Personalize and Diversify Follow-up

  • 65% of staff say they are receiving significantly more communications from constituents, which means your follow-up needs to be helpful, personalized, diversified by channel (email, call, Facebook, Twitter) and timely.
  • Community banking offers solutions for Congress, so positioning yourself as a resource will help the staffer do their job and in turn the Member. Community banks, like yours, provided more than half of all Paycheck Protection Program loans and more than 70% of the ones to minority-owned small businesses. 
  • Your experience building relationships with your clients will give you an advantage when building relationships with staff; just like you personalize the relationship with your clients, make your advocacy personal as well, particularly since this isn’t an in-person meeting.
  • Contact your Hill contact regularly at relevant times. Forward them the letters we send up to Capitol Hill, available here, once a week. Respond to ICBA grassroots alerts to their office as News Watch Today pushes them out (also available in our action center) and share them with your coworkers.

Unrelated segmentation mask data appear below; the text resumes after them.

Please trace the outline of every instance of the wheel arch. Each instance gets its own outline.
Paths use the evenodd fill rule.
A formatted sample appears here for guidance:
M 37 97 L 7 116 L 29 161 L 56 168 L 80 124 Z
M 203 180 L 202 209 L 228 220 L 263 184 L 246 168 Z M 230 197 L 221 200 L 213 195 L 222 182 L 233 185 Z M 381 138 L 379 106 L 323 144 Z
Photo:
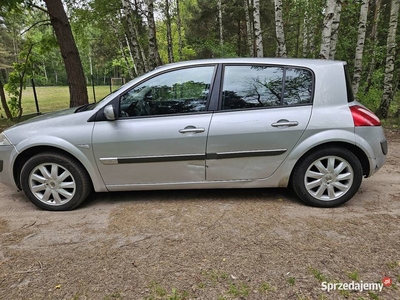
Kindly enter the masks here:
M 296 164 L 293 166 L 291 172 L 290 172 L 290 179 L 289 179 L 289 184 L 291 184 L 292 178 L 293 178 L 293 171 L 296 169 L 297 165 L 305 159 L 305 157 L 307 157 L 308 155 L 310 155 L 311 152 L 314 152 L 318 149 L 321 148 L 329 148 L 329 147 L 342 147 L 345 148 L 347 150 L 349 150 L 350 152 L 352 152 L 355 156 L 357 156 L 358 160 L 361 163 L 361 167 L 362 167 L 362 173 L 364 176 L 368 176 L 368 174 L 370 173 L 370 164 L 369 164 L 369 159 L 367 157 L 367 155 L 365 154 L 365 152 L 357 147 L 356 145 L 350 144 L 350 143 L 346 143 L 346 142 L 327 142 L 327 143 L 323 143 L 320 145 L 317 145 L 311 149 L 309 149 L 307 152 L 305 152 L 296 162 Z
M 20 183 L 19 178 L 21 175 L 22 167 L 28 161 L 28 159 L 30 159 L 32 156 L 39 154 L 39 153 L 43 153 L 43 152 L 54 152 L 54 153 L 58 153 L 58 154 L 63 154 L 63 155 L 70 157 L 71 159 L 75 160 L 77 163 L 79 163 L 83 167 L 83 169 L 88 174 L 94 189 L 96 191 L 106 191 L 105 186 L 102 184 L 99 184 L 99 180 L 96 180 L 97 174 L 93 174 L 94 170 L 92 170 L 92 172 L 90 172 L 88 170 L 87 164 L 89 162 L 87 162 L 85 164 L 82 162 L 81 159 L 79 159 L 76 155 L 72 154 L 71 152 L 66 151 L 65 149 L 62 149 L 59 147 L 52 146 L 52 145 L 33 146 L 30 148 L 24 149 L 22 152 L 20 152 L 18 154 L 18 156 L 15 158 L 15 161 L 13 164 L 13 179 L 19 189 L 21 189 L 21 183 Z M 94 168 L 95 168 L 95 166 L 93 166 L 93 169 Z

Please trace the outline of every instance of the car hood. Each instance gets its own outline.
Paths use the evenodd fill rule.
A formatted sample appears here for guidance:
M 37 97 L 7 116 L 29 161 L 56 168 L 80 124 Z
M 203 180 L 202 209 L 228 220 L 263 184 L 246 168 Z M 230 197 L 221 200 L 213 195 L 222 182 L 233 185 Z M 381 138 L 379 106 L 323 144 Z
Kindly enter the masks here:
M 72 133 L 71 131 L 77 133 L 96 110 L 75 113 L 76 109 L 69 108 L 37 116 L 6 129 L 4 133 L 14 145 L 34 136 L 63 136 L 66 132 Z
M 26 121 L 17 123 L 15 125 L 11 126 L 10 129 L 11 128 L 15 128 L 15 127 L 19 127 L 19 126 L 24 126 L 24 125 L 30 124 L 30 123 L 35 123 L 35 122 L 39 122 L 39 121 L 43 121 L 43 120 L 50 120 L 50 119 L 58 118 L 60 116 L 70 115 L 70 114 L 75 113 L 76 109 L 77 109 L 76 107 L 73 107 L 73 108 L 68 108 L 68 109 L 64 109 L 64 110 L 45 113 L 43 115 L 39 115 L 37 117 L 30 118 L 30 119 L 28 119 Z

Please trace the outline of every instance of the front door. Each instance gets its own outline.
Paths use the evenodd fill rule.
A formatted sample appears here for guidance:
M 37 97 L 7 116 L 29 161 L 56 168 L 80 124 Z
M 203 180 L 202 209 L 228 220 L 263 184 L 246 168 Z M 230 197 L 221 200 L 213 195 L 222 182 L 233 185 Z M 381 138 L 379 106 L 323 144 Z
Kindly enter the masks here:
M 109 190 L 205 180 L 214 66 L 163 73 L 120 97 L 120 118 L 97 122 L 96 162 Z

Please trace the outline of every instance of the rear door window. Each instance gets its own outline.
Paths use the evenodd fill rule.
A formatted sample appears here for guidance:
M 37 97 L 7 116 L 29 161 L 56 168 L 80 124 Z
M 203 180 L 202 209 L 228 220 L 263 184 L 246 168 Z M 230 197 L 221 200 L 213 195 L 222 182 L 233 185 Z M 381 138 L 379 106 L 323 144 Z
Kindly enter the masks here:
M 296 67 L 225 66 L 222 110 L 311 104 L 313 74 Z

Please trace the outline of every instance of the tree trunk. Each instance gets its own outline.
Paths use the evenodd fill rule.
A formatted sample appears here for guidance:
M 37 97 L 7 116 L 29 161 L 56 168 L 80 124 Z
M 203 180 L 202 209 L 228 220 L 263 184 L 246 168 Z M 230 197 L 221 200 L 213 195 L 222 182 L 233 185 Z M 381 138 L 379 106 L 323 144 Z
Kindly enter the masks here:
M 49 77 L 47 76 L 47 69 L 46 69 L 46 64 L 44 63 L 44 61 L 43 61 L 43 75 L 44 75 L 44 78 L 46 79 L 46 84 L 47 84 L 47 82 L 49 81 Z
M 331 49 L 332 24 L 335 16 L 336 0 L 326 0 L 324 27 L 322 29 L 322 42 L 319 58 L 328 59 Z
M 255 38 L 255 54 L 257 57 L 264 56 L 263 37 L 260 23 L 260 0 L 254 0 L 254 38 Z
M 18 93 L 18 102 L 17 102 L 17 105 L 18 105 L 18 119 L 20 119 L 22 117 L 22 113 L 23 113 L 23 110 L 24 110 L 23 107 L 22 107 L 22 91 L 24 89 L 24 80 L 25 80 L 25 75 L 26 75 L 26 72 L 27 72 L 27 64 L 28 64 L 28 61 L 29 61 L 29 56 L 32 53 L 33 45 L 34 44 L 30 44 L 29 45 L 29 49 L 28 49 L 28 52 L 27 52 L 26 57 L 25 57 L 25 63 L 24 63 L 23 70 L 19 73 L 19 93 Z
M 240 18 L 236 19 L 237 22 L 237 55 L 242 56 L 242 22 Z
M 329 59 L 335 59 L 336 45 L 337 45 L 338 36 L 339 36 L 339 25 L 340 25 L 341 13 L 342 13 L 342 0 L 337 0 L 336 7 L 335 7 L 335 15 L 333 16 L 333 22 L 332 22 L 332 38 L 331 38 L 331 45 L 330 45 L 330 49 L 329 49 Z
M 311 17 L 310 17 L 310 12 L 308 11 L 309 9 L 309 4 L 306 2 L 305 4 L 305 11 L 304 11 L 304 21 L 303 21 L 303 57 L 308 57 L 308 54 L 310 53 L 310 23 L 311 23 Z
M 133 74 L 132 68 L 131 68 L 131 66 L 129 64 L 128 57 L 126 56 L 126 53 L 125 53 L 124 44 L 122 43 L 122 41 L 120 40 L 119 37 L 117 37 L 117 40 L 118 40 L 119 48 L 121 49 L 122 57 L 124 58 L 124 61 L 125 61 L 126 68 L 128 70 L 129 77 L 130 78 L 135 78 L 135 75 Z
M 387 37 L 385 79 L 383 81 L 383 96 L 381 104 L 377 110 L 380 118 L 388 117 L 390 104 L 393 95 L 393 74 L 396 55 L 396 30 L 399 16 L 400 0 L 392 0 L 390 8 L 389 33 Z
M 371 88 L 372 84 L 372 75 L 374 74 L 375 71 L 375 64 L 376 64 L 376 47 L 378 43 L 378 23 L 381 15 L 381 6 L 382 6 L 382 0 L 376 0 L 375 1 L 375 14 L 374 14 L 374 21 L 372 23 L 372 29 L 371 29 L 371 49 L 370 49 L 370 56 L 371 60 L 369 62 L 369 67 L 368 67 L 368 75 L 367 75 L 367 83 L 365 85 L 364 93 L 368 93 L 369 89 Z
M 172 45 L 171 14 L 169 12 L 169 0 L 165 0 L 165 18 L 167 22 L 168 62 L 174 62 L 174 49 Z
M 127 32 L 125 34 L 129 47 L 132 51 L 133 54 L 133 62 L 135 64 L 135 71 L 136 75 L 140 76 L 146 73 L 146 68 L 141 56 L 141 51 L 139 47 L 139 40 L 138 40 L 138 35 L 137 35 L 137 28 L 135 28 L 136 24 L 135 22 L 132 21 L 131 18 L 131 10 L 128 7 L 128 4 L 125 2 L 125 0 L 122 0 L 122 9 L 124 12 L 124 18 L 126 21 L 126 29 Z
M 178 29 L 178 54 L 179 60 L 183 59 L 183 39 L 182 39 L 182 21 L 181 21 L 181 8 L 179 0 L 176 0 L 176 27 Z
M 218 26 L 219 26 L 219 44 L 222 47 L 224 46 L 224 26 L 222 24 L 222 1 L 218 0 Z
M 134 9 L 132 11 L 132 18 L 133 18 L 133 29 L 135 30 L 135 36 L 136 39 L 138 41 L 138 48 L 139 48 L 139 52 L 140 52 L 140 56 L 142 58 L 142 62 L 144 65 L 144 71 L 145 72 L 149 72 L 150 71 L 150 66 L 149 66 L 149 60 L 147 58 L 147 55 L 144 51 L 144 48 L 142 47 L 142 44 L 140 43 L 140 32 L 139 32 L 139 28 L 141 26 L 141 22 L 142 22 L 142 17 L 139 15 L 139 11 L 142 10 L 141 8 L 141 4 L 139 3 L 138 0 L 134 0 Z
M 4 113 L 6 114 L 7 119 L 12 119 L 12 114 L 10 112 L 10 109 L 8 108 L 7 104 L 7 99 L 6 99 L 6 94 L 4 93 L 4 85 L 3 85 L 3 79 L 5 79 L 5 73 L 6 71 L 4 69 L 0 70 L 0 100 L 1 100 L 1 106 L 4 109 Z
M 296 51 L 295 51 L 295 57 L 299 57 L 299 50 L 300 50 L 300 37 L 301 37 L 301 12 L 299 7 L 296 8 L 296 14 L 297 14 L 297 32 L 296 32 Z
M 122 39 L 121 39 L 121 37 L 120 37 L 120 35 L 118 33 L 118 29 L 117 29 L 116 24 L 113 21 L 111 21 L 111 28 L 112 28 L 112 30 L 114 32 L 115 39 L 118 41 L 118 45 L 119 45 L 119 48 L 121 50 L 122 57 L 124 58 L 125 65 L 126 65 L 126 68 L 128 70 L 129 76 L 131 78 L 135 78 L 135 74 L 133 74 L 132 68 L 131 68 L 131 66 L 129 64 L 129 59 L 128 59 L 126 53 L 125 53 L 124 43 L 123 43 L 123 41 L 122 41 Z M 128 44 L 128 49 L 129 49 L 129 44 Z M 129 51 L 129 53 L 130 53 L 130 56 L 131 56 L 131 59 L 132 59 L 132 63 L 133 63 L 132 53 L 130 51 Z
M 162 64 L 157 45 L 156 23 L 154 20 L 154 0 L 147 0 L 147 22 L 149 36 L 149 67 L 153 70 Z
M 74 107 L 87 104 L 89 99 L 85 74 L 63 3 L 61 0 L 44 0 L 44 2 L 65 64 L 70 93 L 69 105 Z
M 362 0 L 360 9 L 360 19 L 358 21 L 358 37 L 356 47 L 356 57 L 354 59 L 354 73 L 353 73 L 353 94 L 357 95 L 360 86 L 361 72 L 362 72 L 362 58 L 365 44 L 365 33 L 367 31 L 367 16 L 368 16 L 368 0 Z
M 132 63 L 133 63 L 133 70 L 135 71 L 136 76 L 139 76 L 138 69 L 137 69 L 137 66 L 135 64 L 135 56 L 133 55 L 132 48 L 131 48 L 131 43 L 130 43 L 130 41 L 129 41 L 129 39 L 128 39 L 128 37 L 126 35 L 125 35 L 125 42 L 126 42 L 126 45 L 128 46 L 129 56 L 131 57 L 131 60 L 132 60 Z
M 283 28 L 282 0 L 274 0 L 275 4 L 275 31 L 276 31 L 276 56 L 287 57 L 285 30 Z
M 136 21 L 135 21 L 135 23 L 136 23 Z M 138 29 L 138 24 L 135 24 L 135 34 L 136 34 L 136 36 L 140 35 L 139 29 Z M 142 59 L 143 65 L 144 65 L 144 71 L 149 72 L 150 71 L 149 60 L 147 59 L 146 53 L 144 52 L 144 48 L 139 43 L 139 40 L 138 40 L 138 47 L 139 47 L 139 51 L 140 51 L 140 57 Z
M 253 23 L 250 18 L 250 7 L 248 0 L 244 1 L 244 11 L 246 16 L 246 37 L 247 37 L 247 47 L 249 48 L 249 55 L 254 57 L 254 31 Z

  • When you read something in the local news, their newsletter or on social media that you have insight into, let them know. And, after a meeting, be sure to thank them (privately and publicly), recap the meeting, answer any questions and make our Asks. 
  • Hill staff say that only 8% of constituents provide timely, helpful follow-up. If you provide both, they’ll be thrilled to talk to you. 
  • Not following up IS following up. Your staffer won’t think it’s important unless you, an expert, let them know.

1) 2020 survey of House and Senate senior staff, published in The Future of Citizen Engagement: Coronavirus, Congress, and Constituent Communications, Congressional Management Foundation, 2020.